Donc le reac est coince. Se sentant d’une autre epoque, il a envie d’y retourner.

Et bien moi je dis non. Le confort je l’aime et il n’est pas forcement emasculateur. Rien ne vous empeche chers amis d’aller habiter une hutte en correze ou ailleurs. Moi j’aime la ville, j’aime internet et tout ce que ca permet. J’aime aussi une bonne bagarre (dans tous les sens du terme) de temps en temps. Et les coups de poings dans la gueule c’est pas si difficile que ca a trouver.

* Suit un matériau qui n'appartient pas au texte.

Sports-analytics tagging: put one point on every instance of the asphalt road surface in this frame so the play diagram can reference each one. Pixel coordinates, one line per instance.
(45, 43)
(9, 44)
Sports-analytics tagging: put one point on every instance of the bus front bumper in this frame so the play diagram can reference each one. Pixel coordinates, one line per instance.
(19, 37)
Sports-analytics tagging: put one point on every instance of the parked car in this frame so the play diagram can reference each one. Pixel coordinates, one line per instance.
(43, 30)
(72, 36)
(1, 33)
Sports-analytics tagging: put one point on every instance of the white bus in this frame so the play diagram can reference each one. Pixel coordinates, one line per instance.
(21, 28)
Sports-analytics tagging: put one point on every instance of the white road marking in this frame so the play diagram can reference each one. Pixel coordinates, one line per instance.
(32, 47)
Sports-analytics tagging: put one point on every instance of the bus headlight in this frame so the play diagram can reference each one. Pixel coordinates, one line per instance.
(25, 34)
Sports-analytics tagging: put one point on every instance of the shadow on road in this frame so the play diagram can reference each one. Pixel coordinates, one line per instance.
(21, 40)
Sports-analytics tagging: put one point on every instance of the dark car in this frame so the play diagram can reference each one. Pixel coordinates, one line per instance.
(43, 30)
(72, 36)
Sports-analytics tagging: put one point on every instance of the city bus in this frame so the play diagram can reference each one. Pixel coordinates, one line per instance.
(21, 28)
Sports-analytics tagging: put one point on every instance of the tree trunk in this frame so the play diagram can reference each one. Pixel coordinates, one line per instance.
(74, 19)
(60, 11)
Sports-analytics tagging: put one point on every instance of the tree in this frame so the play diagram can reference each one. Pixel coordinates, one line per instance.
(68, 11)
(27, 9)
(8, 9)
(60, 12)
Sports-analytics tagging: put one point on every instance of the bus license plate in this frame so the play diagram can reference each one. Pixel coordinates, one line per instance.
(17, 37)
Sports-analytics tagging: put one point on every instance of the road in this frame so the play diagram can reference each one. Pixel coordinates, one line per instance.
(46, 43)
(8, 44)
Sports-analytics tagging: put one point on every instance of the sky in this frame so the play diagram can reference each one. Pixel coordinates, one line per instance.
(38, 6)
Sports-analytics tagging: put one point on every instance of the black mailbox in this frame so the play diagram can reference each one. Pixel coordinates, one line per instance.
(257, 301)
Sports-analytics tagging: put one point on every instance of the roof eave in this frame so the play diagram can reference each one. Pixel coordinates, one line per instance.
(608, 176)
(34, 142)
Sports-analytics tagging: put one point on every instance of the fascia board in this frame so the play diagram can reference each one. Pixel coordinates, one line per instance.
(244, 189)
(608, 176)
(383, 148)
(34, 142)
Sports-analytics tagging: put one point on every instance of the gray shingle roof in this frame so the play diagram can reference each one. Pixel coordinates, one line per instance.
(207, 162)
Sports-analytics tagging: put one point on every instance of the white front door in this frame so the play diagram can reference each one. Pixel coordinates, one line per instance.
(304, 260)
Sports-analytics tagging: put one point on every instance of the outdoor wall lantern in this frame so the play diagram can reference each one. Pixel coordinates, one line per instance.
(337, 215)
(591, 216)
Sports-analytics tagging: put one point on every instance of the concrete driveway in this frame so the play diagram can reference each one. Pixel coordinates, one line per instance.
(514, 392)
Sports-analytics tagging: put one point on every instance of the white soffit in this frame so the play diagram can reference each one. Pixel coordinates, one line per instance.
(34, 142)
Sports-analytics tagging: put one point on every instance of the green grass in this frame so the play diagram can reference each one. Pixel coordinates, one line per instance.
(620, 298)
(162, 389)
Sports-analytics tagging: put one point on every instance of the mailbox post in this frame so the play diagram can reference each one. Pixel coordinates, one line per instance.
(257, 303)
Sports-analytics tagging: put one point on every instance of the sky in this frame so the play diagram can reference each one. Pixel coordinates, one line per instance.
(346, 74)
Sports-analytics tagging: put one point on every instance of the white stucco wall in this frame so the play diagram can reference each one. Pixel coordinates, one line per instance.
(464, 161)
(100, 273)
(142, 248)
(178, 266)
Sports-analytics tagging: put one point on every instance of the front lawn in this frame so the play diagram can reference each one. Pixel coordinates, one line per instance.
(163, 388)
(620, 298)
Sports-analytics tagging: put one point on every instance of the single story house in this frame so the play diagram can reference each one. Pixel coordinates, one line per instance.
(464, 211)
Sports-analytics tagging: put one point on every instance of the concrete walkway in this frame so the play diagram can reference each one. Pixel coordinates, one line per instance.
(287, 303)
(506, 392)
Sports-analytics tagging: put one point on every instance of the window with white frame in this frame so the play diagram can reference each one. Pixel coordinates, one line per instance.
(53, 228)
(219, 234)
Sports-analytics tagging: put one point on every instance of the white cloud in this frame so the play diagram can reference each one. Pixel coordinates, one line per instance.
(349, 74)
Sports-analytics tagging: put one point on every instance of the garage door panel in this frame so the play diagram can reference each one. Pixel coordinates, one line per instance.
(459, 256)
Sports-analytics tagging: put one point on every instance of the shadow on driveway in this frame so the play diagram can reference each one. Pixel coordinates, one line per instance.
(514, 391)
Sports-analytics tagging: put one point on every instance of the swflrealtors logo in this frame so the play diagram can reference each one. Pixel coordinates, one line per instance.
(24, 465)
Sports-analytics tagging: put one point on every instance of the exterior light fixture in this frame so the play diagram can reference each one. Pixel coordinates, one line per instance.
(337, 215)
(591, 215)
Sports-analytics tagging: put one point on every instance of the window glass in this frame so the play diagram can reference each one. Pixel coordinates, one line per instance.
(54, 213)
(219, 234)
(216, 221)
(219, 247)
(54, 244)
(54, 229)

Alors bien sur je regrette une epoque plus gaie. Aujourd’hui tout est devenu tellement professionnel que c’en est gerbant. Prenons un exemple tout simple. Les films porno des 70ties etaient bon esprit, gaudriolant en diable. On prenait de la drogue et apres on faisait des betises avec nos petits corps. Aujourd’hui les films sont tous les memes. Du sexe a la chaine. On prend une petite russe de 18 ans et on la fait tourner entre des brutes. Du sexe sans joie quoi. Et je reconnais qu’on peut regretter que le corporate world en professionalisant tout ait ote la joie du cordonnier de la fable.

Mais en attendant le cordonnier de la fable, il n’arrivait pas a nourrir ses enfants et il avait sans doute une esperance de vie de 45 ans.